10 May 2026 · 2 min read
The Ice That Carved a Strait: The Bassian Plain
During the last glacial maximum, sea levels dropped 120 metres, exposing the Bassian Plain—a land bridge connecting Tasmania to the mainland where now the cold waters of Bass Strait flow.
The Bass Strait is a lie. It appears permanent, a cold sweep of water between mainland Australia and Tasmania. But walk its floor in your imagination and you cross a drowned plain, 240 kilometres wide, where river channels still trace their paths beneath the waves. This was dry land, and recently—geologically, a blink ago.

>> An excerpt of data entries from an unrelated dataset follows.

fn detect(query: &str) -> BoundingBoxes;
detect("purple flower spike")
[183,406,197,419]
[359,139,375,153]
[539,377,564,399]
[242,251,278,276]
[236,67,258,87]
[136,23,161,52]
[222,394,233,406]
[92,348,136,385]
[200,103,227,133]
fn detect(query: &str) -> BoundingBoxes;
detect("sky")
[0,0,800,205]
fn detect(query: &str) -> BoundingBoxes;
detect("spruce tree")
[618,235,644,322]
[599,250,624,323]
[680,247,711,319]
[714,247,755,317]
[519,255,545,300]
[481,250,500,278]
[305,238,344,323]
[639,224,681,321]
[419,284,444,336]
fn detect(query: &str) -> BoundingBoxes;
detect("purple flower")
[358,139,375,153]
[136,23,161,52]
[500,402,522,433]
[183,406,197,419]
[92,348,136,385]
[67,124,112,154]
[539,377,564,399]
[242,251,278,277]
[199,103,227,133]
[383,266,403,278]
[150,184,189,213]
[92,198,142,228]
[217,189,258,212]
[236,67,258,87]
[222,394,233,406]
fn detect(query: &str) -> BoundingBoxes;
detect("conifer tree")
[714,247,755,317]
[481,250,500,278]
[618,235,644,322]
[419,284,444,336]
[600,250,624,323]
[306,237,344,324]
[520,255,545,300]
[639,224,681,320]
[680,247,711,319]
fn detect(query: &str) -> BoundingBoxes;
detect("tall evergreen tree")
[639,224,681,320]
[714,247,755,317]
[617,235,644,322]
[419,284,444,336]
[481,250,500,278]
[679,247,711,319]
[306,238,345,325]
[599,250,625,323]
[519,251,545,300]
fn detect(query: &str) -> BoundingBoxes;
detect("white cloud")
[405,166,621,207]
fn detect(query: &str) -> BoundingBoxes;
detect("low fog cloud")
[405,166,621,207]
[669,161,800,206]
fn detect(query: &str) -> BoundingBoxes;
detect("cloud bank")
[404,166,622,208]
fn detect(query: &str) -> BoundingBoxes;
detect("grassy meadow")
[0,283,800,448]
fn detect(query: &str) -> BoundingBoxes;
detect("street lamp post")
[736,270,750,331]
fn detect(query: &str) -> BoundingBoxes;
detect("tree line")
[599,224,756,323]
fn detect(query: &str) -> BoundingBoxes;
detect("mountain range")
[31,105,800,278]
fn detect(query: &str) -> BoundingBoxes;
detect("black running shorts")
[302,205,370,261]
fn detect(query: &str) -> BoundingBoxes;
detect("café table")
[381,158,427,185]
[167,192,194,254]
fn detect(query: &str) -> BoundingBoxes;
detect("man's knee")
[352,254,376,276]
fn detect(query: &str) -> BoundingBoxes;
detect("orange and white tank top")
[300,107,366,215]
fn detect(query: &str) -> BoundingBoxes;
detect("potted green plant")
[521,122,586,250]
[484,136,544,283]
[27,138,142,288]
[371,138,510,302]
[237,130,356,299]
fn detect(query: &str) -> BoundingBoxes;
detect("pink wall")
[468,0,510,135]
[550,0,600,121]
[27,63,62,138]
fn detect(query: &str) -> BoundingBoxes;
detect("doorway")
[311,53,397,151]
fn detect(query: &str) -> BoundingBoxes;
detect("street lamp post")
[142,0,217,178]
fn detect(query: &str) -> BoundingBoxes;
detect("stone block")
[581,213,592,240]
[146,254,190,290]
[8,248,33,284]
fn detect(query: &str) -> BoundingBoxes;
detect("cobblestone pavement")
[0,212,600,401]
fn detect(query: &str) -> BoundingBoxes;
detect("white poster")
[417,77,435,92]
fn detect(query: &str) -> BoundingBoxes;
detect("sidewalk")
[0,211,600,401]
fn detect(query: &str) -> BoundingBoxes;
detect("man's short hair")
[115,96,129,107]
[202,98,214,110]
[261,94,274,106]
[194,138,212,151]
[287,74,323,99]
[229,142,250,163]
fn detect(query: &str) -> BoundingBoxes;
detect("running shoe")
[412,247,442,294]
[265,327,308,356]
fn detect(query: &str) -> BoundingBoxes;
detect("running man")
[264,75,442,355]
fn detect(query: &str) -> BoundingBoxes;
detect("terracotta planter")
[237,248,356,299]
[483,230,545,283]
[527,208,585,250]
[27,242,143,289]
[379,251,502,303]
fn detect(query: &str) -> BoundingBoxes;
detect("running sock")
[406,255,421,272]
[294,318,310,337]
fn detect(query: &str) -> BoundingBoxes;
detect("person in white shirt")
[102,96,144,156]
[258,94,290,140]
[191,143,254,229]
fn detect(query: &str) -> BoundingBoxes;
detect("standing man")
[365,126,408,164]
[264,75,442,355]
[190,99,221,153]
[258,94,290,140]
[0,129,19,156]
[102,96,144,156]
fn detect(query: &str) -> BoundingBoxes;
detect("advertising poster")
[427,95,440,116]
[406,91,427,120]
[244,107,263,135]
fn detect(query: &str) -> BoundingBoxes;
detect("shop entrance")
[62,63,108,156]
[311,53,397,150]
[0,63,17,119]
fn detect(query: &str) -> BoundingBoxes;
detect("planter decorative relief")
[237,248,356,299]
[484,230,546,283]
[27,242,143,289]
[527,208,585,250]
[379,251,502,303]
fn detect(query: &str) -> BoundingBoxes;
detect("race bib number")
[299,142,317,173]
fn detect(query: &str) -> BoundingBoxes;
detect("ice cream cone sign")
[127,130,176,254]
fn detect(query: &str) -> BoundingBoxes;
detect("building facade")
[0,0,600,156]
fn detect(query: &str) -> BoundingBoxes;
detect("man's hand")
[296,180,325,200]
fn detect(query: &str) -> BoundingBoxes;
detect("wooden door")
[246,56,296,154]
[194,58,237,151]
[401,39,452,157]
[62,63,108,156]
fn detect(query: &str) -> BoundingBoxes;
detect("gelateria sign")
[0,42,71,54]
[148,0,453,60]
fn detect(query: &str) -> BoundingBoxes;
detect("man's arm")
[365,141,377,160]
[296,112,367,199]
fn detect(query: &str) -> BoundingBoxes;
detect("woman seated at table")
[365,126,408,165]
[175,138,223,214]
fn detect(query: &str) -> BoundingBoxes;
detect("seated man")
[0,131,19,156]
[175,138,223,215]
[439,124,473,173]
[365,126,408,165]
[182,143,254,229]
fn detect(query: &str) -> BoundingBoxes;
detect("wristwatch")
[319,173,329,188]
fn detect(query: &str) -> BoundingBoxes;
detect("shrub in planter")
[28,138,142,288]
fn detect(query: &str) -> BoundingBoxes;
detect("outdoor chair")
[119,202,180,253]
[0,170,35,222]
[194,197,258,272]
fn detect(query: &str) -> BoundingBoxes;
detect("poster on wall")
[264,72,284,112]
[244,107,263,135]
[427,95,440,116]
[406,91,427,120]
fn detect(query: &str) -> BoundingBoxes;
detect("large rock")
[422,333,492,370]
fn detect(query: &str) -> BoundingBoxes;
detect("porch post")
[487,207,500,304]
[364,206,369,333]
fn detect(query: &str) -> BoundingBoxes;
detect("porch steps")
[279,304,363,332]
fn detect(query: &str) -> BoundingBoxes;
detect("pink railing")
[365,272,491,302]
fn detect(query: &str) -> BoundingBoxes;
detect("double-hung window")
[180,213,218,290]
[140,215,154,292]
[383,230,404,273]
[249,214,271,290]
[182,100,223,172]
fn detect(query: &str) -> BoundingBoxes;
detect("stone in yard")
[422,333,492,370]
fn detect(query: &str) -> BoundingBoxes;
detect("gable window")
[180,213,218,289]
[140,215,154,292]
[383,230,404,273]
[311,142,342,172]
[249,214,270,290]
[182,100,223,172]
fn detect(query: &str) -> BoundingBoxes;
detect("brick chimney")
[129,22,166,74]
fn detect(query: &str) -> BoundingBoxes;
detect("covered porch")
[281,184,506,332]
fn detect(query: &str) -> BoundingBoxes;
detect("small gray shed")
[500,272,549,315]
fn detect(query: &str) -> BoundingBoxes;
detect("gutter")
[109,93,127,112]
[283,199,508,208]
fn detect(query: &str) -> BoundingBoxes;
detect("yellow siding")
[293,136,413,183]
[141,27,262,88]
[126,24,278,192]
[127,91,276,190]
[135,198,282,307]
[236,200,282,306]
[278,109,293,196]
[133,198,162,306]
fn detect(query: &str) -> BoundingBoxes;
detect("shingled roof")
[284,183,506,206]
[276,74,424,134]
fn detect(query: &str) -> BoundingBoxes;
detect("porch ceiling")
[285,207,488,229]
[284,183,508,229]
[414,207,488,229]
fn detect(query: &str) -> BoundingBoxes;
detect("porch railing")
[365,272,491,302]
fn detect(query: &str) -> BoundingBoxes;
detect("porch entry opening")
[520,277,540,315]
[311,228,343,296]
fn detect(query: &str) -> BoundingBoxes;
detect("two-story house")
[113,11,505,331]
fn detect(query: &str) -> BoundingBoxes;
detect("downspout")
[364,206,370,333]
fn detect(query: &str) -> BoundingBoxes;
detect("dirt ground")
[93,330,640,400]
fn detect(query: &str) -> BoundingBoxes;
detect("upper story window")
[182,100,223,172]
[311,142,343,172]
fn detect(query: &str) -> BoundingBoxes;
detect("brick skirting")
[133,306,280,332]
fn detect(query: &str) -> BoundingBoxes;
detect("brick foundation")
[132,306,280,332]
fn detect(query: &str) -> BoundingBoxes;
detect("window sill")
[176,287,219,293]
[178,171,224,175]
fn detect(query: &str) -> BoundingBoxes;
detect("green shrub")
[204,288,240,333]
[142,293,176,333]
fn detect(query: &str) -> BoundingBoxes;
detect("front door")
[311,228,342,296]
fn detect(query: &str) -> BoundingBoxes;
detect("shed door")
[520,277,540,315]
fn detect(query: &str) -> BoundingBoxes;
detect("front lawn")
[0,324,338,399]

The Bridge That Rose and Fell
During the last glacial maximum, roughly 20,000 years ago, sea levels stood 120 metres lower than today. The Bassian Plain, as geologists call it, emerged as a broad land bridge connecting Victoria's Wilsons Promontory to Tasmania's Cape Portland. The coastline then lay near the edge of the continental shelf, where the seabed now drops abruptly into the Tasman Basin.
The plain was not a barren isthmus. Pollen cores from the Bass Strait seafloor, drilled by the research vessel Rig Seismic in the 1980s, preserve the remains of alpine grasslands and scattered woodlands. Kangaroos, wombats, and wallabies crossed freely. The ancestors of Tasmania's thylacine and devil walked this corridor. So did people: the first humans reached Tasmania around 40,000 years ago, across this same invisible bridge.
The Drowning
Around 14,000 years ago, the ice sheets began to melt. The sea rose, at times as fast as one metre per century. The Bassian Plain shrank, became a narrowing corridor, then broke into islands—King Island, Flinders Island, the Furneaux Group—and finally vanished beneath the waves about 8,000 years ago.
The drowning must have been visible within a human lifetime. Shorelines advanced kilometres inland over decades. The Bass Strait was born, and Tasmania became an island. The people and animals that remained on the Tasmanian side were cut off, beginning 8,000 years of isolation that shaped their culture, their genetics, and their ecology.
The Bassian Plain survives only as a ghost geography: submarine channels, drowned dunes, and the scattered islands that were once its hilltops.
What the Strait Preserves
The seabed of Bass Strait still holds the plain's fingerprints. Sonar mapping reveals ancient river valleys—the Bass River system—cut into the continental shelf. Near King Island, submerged sand dunes, formed by wind during the glacial period, remain intact beneath a thin veneer of modern sediment.
Fossil bones dredged up by fishermen tell the rest of the story. Mammoth kangaroos, diprotodons, and the marsupial lion Thylacoleo carnifex have been pulled from the strait's floor, their skeletons preserved by cold saltwater. These were animals of the plain, not the sea. Their presence confirms that Bass Strait is not a permanent feature but a temporary flood, a high-water mark in the long pulse of ice ages.
A Future Bridge?
The Bassian Plain will return. The mathematics of Milankovitch cycles—the wobbles in Earth's orbit that drive glacial periods—predict that within 50,000 years, ice will advance again and seas will retreat. The strait will drain, the plain will re-emerge, and Tasmania will rejoin the continent.
That timescale is almost incomprehensible to human planning. But the plain reminds us that Australia's shape is provisional. The coastlines we map, the islands we name, the straits we navigate—these are merely the current frame of a slow, repeating animation. The Bassian Plain waits beneath the waves, patient, ready to rise again.